Somut olayda; davacının ... Ticaret Borsası"ndaki kaydı 08.05.1992 tarihinde bittiğinden, zorunlu sigortalı olmasını gerektirecek başkaca kaydı da bulunmadığından, bu tarihten sonra 1479 sayılı Yasa kapsamında zorunlu sigortalı olması mümkün değildir. Ancak davacı, 1992 affından yararlanmış ve 08.05.1992 tarihinden sonra da prim ödemesi yapmış olduğundan, davacının prim ödemelerinin karşılık geldiği süre kadar ödeme tarihinden itibaren ileriye dönük olarak isteğe bağlı sigortalı olması gerekmektedir ki; davalı Kurum"un en son davacıyı bu şekilde yukarıda anılan tarihler arasında isteğe bağlı sigortalı olarak kabul ettiği görülmektedir. Ayrıca, Dairemizin anılan geri çevirme kararına davalı Kurum tarafından verilen cevaptan; davacının 02.01.1984 – 07.04.2009 tarihleri arasında sigortalı sayılması halinde 25 yılı bulunmakta ise de bu durumda prim borcunun bulunduğu, ödediği primlerin karşılık geldiği sürenin ise 02.01.1984 – 30.07.2008 tarihleri arasındaki 24 yıl, 6 ay, 28 günlük süreye karşılık geldiği ve bu durumda ise 25 yıl şartını yerine getiremediği anlaşılmaktadır.
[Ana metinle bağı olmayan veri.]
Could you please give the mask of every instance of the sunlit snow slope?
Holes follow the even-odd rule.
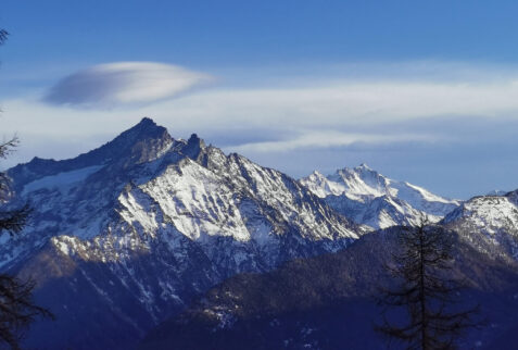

Her ne kadar mahkemece; davacı vekilinin 01.01.2010 tarihinden itibaren yaşlılık aylığı talep ettiklerine dair ıslah dilekçesi ile 22.12.2009 tarihinde kalan prim borcunun ödendiğine dair makbuz sunması nedeni ile davacının 01.01.2010 tarihinden itibaren yaşlılık aylığına hak kazandığının tespitine karar verilmişse de; davanın açıldığı tarihteki koşullara göre değerlendirilmesi gerektiği de göz ardı edilerek sonuca gidilmesi hatalı olmuştur. .../...
Mahkemece bu maddi ve hukuki olgular gözönünde tutularak davanın reddine karar verilmesi gerekirken, yazılı şekilde hüküm kurulması usul ve yasaya aykırı olup bozma nedenidir.
O halde davalı Kurum vekilinin bu yönleri amaçlayan temyiz itirazları kabul edilmeli ve hüküm bozulmalıdır.
SONUÇ: Hükmün yukarıda açıklanan nedenlerle BOZULMASINA, 10.03.2015 gününde oybirliğiyle karar verildi.